The value of K for which the cavitation will begin at surface is $K_{cavitation}=4.4{\text{m}}^{\text{2}}\text{/s}$.

Explanation of Solution

Given information:

Free stream velocity $U_{\infty }=6\text{m/s}$

The value of pressure outside the boundary layer $p_{\infty }=200\text{kpa}$

The density of water at 20° C = $\rho =998\frac{kg}{m^3}$

The vapor pressure of water at 20° C = $p_{vap}=2337pa$

Calculation:

The expression of velocity at the surface is given by

$V_{surf}=-2U_{\infty }\sin \theta +\frac{K}{0.5}$

Putting the values,

$V_{surf}=-2\times 6\sin \theta +\frac{K}{0.5}$

At the stagnation conditions the velocity becomes zero, at the stagnation point the pressure is $p_o=218000pa$ . At $\theta ={270}^o$, applying Bernoulli’s equation.

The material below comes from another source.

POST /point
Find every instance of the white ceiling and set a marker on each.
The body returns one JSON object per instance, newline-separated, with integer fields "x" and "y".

$p_0=p_{vap}+\frac{\rho }{2}{(V_{surf})}^2$

Putting the values in the equation:

$218000=2337+\frac{998}{2}\left(-2\times 6\times \sin \left(270\right)+\frac{K}{0.5}\right)$

From the above equation, the value of K is $K_{cavitation}=4.4{\text{m}}^{\text{2}}\text{/s}\text{.}$

Conclusion:

Thus, the value of K for which the cavitation will begin at surface is $K_{cavitation}=4.4{\text{m}}^{\text{2}}\text{/s}$.

To determine

(b)

The point where the cavitation will begin.

Answer to Problem 8.45P

The cavitation will begin at the point where the pressure is lowest.

Explanation of Solution

A point in the fluid flow where pressure drops to such a value that it becomes equal to the atmospheric pressure is called the point of cavitation. The pressure is lowest at this point in the fluid flow.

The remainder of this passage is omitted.